Fez is the imperial city of Morocco and was once the capital, where many sultans reigned over the kingdom. This incredible city has a rich and vibrant history, from the oldest tanneries in the world, to the world’s oldest library in Al-Qarawiyyin Mosque.
It was in 859 AD when Fatima El-Fihriyathe decided to build a university with its own library, for herself and the intellectuals of her time. The university is only 30 years younger than the city of Fez, and was built at the same time as algebra was emerging.
It was recently renovated, and over 4000 books were released to the public, including a 9th-century Quran and a 10th-century account of Prophet Muhammad’s life. In charge of the restoration is Aziza Chaouni and her dream-team.
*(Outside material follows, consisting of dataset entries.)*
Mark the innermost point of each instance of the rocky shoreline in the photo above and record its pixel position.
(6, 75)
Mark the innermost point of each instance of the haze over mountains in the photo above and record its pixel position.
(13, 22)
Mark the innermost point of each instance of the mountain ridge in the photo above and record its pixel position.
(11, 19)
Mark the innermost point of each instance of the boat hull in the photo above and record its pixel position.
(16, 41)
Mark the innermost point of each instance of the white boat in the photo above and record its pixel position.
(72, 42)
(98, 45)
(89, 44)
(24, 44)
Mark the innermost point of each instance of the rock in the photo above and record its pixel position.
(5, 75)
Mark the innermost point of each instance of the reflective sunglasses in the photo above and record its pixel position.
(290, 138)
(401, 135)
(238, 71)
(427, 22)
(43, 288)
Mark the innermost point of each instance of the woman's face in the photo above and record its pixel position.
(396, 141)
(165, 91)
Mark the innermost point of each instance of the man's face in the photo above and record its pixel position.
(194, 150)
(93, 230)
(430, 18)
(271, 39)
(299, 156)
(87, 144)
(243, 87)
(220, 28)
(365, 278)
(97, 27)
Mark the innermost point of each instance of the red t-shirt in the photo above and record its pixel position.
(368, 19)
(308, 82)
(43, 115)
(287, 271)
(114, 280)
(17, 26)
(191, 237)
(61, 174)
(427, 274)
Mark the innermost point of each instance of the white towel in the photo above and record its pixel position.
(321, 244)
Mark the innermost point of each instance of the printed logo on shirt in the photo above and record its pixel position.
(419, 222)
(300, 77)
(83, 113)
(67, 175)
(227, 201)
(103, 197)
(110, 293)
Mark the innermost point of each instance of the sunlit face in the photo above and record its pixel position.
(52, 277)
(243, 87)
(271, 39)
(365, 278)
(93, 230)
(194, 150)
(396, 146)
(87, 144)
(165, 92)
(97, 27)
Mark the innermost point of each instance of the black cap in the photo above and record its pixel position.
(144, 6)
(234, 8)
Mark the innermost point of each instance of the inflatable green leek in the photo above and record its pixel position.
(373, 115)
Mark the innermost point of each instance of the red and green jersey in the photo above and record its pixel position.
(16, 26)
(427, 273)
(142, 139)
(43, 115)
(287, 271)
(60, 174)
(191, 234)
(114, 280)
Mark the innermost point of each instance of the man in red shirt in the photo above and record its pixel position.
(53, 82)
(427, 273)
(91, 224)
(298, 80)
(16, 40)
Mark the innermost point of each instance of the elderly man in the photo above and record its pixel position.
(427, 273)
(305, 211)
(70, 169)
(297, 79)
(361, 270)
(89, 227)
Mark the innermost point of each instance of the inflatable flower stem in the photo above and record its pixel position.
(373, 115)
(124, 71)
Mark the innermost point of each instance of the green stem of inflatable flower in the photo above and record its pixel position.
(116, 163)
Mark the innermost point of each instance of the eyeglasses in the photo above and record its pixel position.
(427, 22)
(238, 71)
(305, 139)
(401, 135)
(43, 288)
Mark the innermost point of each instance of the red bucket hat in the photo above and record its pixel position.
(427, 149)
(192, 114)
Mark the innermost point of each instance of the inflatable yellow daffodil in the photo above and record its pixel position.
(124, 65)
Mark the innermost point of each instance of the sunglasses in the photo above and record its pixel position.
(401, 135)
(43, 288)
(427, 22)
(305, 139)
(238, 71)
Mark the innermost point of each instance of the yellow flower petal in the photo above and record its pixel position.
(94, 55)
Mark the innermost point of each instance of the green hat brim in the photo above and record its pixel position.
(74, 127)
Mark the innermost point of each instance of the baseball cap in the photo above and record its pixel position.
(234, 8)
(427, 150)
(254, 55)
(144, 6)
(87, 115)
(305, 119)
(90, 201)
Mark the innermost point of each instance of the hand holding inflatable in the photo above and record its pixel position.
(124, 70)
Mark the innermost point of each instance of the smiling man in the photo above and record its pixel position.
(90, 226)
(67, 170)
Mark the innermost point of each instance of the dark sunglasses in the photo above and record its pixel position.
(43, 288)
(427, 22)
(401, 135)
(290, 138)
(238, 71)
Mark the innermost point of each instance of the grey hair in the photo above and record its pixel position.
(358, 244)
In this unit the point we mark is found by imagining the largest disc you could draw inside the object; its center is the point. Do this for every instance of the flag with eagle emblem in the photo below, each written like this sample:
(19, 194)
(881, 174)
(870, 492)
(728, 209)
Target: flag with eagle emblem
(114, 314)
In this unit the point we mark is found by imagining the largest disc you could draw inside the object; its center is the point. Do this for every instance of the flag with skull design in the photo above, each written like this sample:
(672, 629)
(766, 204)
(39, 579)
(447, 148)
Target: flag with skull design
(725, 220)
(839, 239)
The tasks they had were incredibly hard, such as rebuilding the library’s foundations, installing a new sewage system, and re-tiling the spectacular green roof. They also made several modern improvements to help maintain the building intact, like installing air conditioning, solar panels, digital locks and even a small café to relax.
High-profile scholars traveled from all over the world to be able to study at this university, which is tucked away within the narrow walls of the Fez medina. In ancient times, Al-Qarawiyyin University played a crucial role in the exchange of culture and knowledge between Muslims and Europeans. Some of the most popular personalities to attend the university were Maimonides, Abd el-Krim El-Khattabi and Leo Africanus.
Today, it is no longer a working university but a holy mosque instead, where many Muslims traveling to Morocco choose to stop at. It features beautiful Andalusian carved wood—as it was inspired by La Mezquita de Córdoba—stunning marble fountains in the center, and an open rooftop that lets the sun shine in.
It has been over 1200 years since Al-Qarawiyyin was first built, and it is definitely a must-see when visiting Fez, due to the impressive hand-made artwork and endless history this university holds.